I was fooling around with Google Trends the other day and uncovered a couple of developments in how interest in climate change has changed. Google Trends is a free tool often used by writers, marketers, and academics to show, when, where and how often a Google search is made. Graphs are generated which show the relative frequency that a search is made, Each search generates a new graph with the value of 100 at the time of the highest volume. All other smaller values are relative to the peak. It should also be mentioned that the search terms are language specific, meaning that terms are not translated into other languages—which would be awesome (if you’re a computer programmer, get on this ok?)
The first term I searched for was “climate change” (figure 1) which showed that worldwide googlers’ interest in climate change between 2004 and 2012. The first thing that surprised me was that there doesn’t seem to be a seasonal difference in either the global or US frequency of the term. I would have thought that hot summers increase interest, but in fact November 2010 was the peak time for the search. The second issue that surprised me was that even during the impact of the 2008 financial crisis interest in climate change remained high, but interest crashed considerably after the peak.
The maps below for the same Google search indicate that interest in “climate change” has changed considerably. In 2004, interest in climate change mostly came from wealthy (English speaking) Western countries (figure 2), whereas more recently it’s internet users in the developing world, most notably in Africa and Southeast Asia which are feeling the impacts of global warming (figure 3) that are more likely to Google “climate change”. However it should be noted that, of course, there has been a larger expansion in Googlers in the developing world than the developed.

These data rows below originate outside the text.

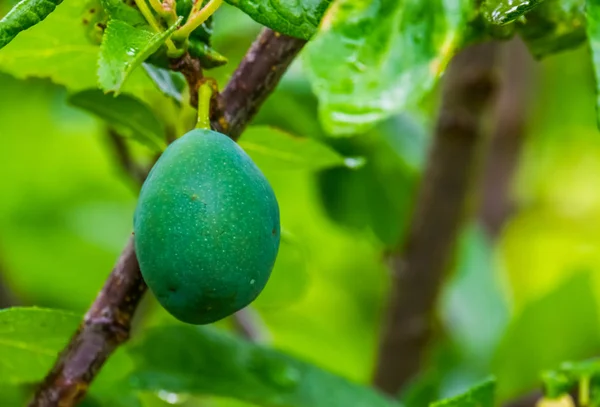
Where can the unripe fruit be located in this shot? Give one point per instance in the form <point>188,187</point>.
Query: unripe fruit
<point>206,228</point>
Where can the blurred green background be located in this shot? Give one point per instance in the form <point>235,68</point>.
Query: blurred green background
<point>513,306</point>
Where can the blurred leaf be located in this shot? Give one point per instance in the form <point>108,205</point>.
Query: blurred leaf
<point>24,15</point>
<point>371,59</point>
<point>270,147</point>
<point>481,395</point>
<point>209,58</point>
<point>119,10</point>
<point>557,327</point>
<point>289,278</point>
<point>30,339</point>
<point>593,35</point>
<point>378,196</point>
<point>169,82</point>
<point>473,306</point>
<point>554,26</point>
<point>111,387</point>
<point>565,378</point>
<point>15,394</point>
<point>202,360</point>
<point>124,48</point>
<point>81,201</point>
<point>123,111</point>
<point>507,11</point>
<point>297,19</point>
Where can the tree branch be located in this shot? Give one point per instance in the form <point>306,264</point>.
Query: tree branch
<point>470,85</point>
<point>507,137</point>
<point>107,324</point>
<point>255,78</point>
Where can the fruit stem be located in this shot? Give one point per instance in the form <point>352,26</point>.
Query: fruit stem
<point>197,18</point>
<point>147,13</point>
<point>204,97</point>
<point>165,10</point>
<point>584,391</point>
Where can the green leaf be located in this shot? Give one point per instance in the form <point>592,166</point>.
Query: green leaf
<point>481,395</point>
<point>273,148</point>
<point>378,196</point>
<point>170,83</point>
<point>554,26</point>
<point>24,15</point>
<point>30,339</point>
<point>58,48</point>
<point>118,10</point>
<point>562,380</point>
<point>199,41</point>
<point>520,357</point>
<point>123,112</point>
<point>506,11</point>
<point>371,59</point>
<point>209,58</point>
<point>124,48</point>
<point>295,18</point>
<point>203,360</point>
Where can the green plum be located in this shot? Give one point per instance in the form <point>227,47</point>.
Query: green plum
<point>206,228</point>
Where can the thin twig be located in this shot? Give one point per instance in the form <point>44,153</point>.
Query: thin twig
<point>107,323</point>
<point>470,84</point>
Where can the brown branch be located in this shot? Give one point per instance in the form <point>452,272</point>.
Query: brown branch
<point>470,85</point>
<point>107,323</point>
<point>507,139</point>
<point>265,63</point>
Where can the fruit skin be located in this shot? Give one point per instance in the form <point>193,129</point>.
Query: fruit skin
<point>206,228</point>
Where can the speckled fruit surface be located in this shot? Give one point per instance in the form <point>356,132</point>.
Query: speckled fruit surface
<point>206,228</point>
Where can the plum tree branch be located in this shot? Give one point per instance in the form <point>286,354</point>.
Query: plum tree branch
<point>107,323</point>
<point>470,85</point>
<point>507,138</point>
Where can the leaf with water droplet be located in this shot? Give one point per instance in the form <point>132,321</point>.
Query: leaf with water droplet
<point>506,11</point>
<point>372,59</point>
<point>554,26</point>
<point>124,48</point>
<point>24,15</point>
<point>204,360</point>
<point>272,148</point>
<point>126,113</point>
<point>480,395</point>
<point>299,18</point>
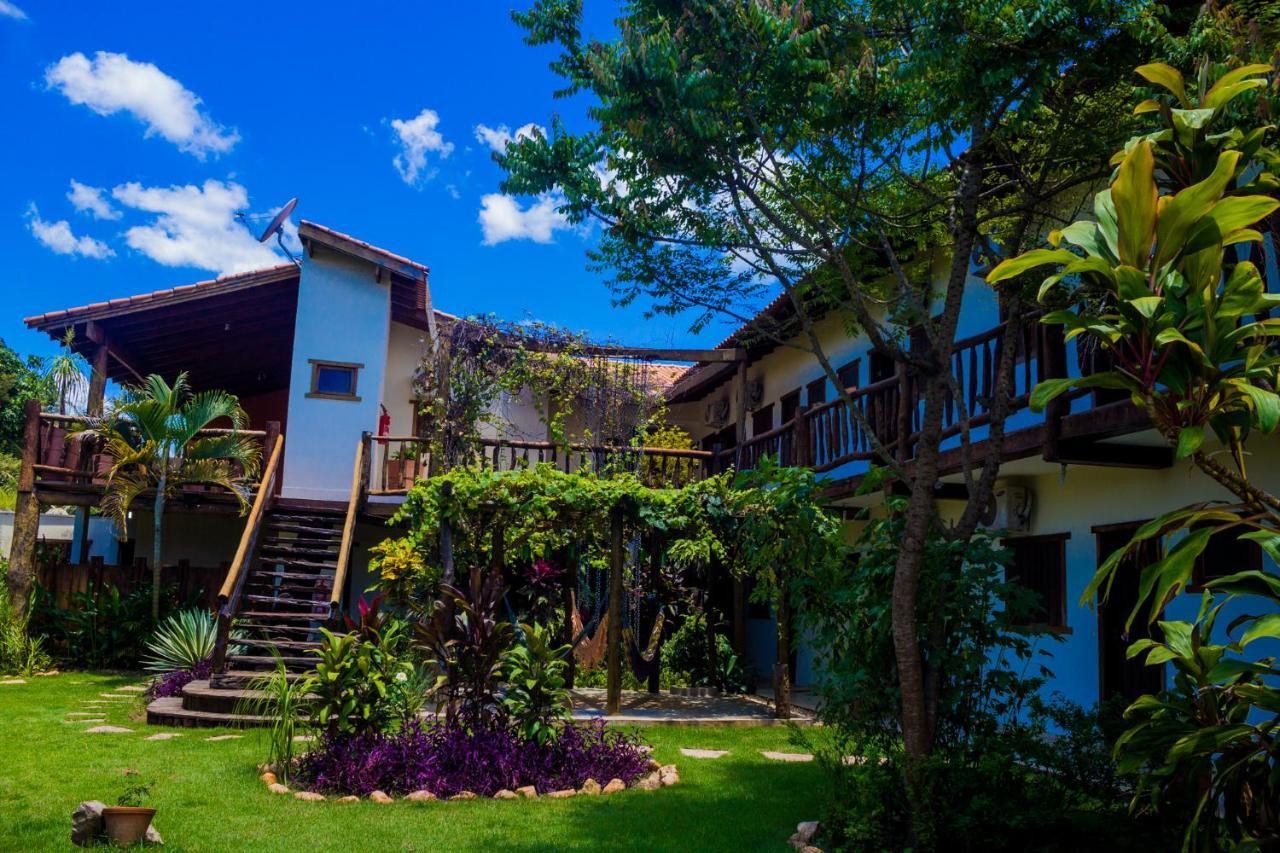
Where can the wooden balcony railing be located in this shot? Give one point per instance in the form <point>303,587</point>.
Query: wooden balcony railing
<point>64,461</point>
<point>397,461</point>
<point>830,434</point>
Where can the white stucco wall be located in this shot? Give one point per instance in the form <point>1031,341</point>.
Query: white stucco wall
<point>343,315</point>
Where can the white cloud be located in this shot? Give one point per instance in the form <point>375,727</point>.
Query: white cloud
<point>499,137</point>
<point>416,137</point>
<point>59,237</point>
<point>113,82</point>
<point>90,200</point>
<point>195,227</point>
<point>502,219</point>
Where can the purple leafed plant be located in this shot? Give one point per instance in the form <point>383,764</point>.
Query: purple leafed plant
<point>172,683</point>
<point>447,758</point>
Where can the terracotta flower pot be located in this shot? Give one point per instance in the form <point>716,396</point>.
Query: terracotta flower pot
<point>126,825</point>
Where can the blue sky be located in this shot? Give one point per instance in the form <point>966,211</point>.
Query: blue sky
<point>137,129</point>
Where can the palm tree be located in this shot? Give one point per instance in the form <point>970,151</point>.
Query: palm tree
<point>67,372</point>
<point>152,437</point>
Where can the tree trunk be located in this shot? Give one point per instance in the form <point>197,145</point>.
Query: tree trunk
<point>158,548</point>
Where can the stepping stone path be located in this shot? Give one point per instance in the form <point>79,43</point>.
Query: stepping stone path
<point>703,753</point>
<point>787,756</point>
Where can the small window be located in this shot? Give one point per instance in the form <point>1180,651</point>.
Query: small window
<point>790,405</point>
<point>1225,555</point>
<point>850,375</point>
<point>762,420</point>
<point>816,392</point>
<point>334,379</point>
<point>1040,566</point>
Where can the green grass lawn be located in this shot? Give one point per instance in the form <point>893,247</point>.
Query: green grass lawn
<point>209,797</point>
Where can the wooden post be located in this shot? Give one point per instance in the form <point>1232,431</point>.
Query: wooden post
<point>446,539</point>
<point>97,382</point>
<point>1054,368</point>
<point>615,635</point>
<point>26,520</point>
<point>904,414</point>
<point>782,666</point>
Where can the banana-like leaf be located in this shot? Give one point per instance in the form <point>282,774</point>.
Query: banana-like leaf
<point>1134,195</point>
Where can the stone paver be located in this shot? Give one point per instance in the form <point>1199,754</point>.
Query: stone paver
<point>703,753</point>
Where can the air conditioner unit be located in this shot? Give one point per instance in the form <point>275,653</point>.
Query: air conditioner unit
<point>716,413</point>
<point>1010,509</point>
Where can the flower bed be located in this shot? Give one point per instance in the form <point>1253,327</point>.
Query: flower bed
<point>448,760</point>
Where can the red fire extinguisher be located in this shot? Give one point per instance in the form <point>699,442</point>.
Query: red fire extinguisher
<point>384,423</point>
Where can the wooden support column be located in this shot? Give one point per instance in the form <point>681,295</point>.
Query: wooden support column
<point>446,539</point>
<point>26,520</point>
<point>1054,365</point>
<point>613,701</point>
<point>782,666</point>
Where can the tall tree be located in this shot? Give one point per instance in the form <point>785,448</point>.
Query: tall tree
<point>154,441</point>
<point>837,153</point>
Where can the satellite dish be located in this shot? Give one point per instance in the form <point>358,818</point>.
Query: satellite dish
<point>277,227</point>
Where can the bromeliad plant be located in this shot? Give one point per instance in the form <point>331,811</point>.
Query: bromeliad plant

At the US national level there have been similar changes in geographical interest in climate change. Surprisingly, changes in the interest in climate change as measured by Google trends once mirrored the politics of those states with more Democratic leaning states having more interest, but this too has changed since 2004 as shown in following figures show. However, there is interest in climate change has occurred in heavily Republican states from Utah and Arizona in the west to the Carolinas in the South despite an increasingly climate change denying politics on the political right. Given the shifting interest in climate change will there be a similar change in the politics? We’ll see.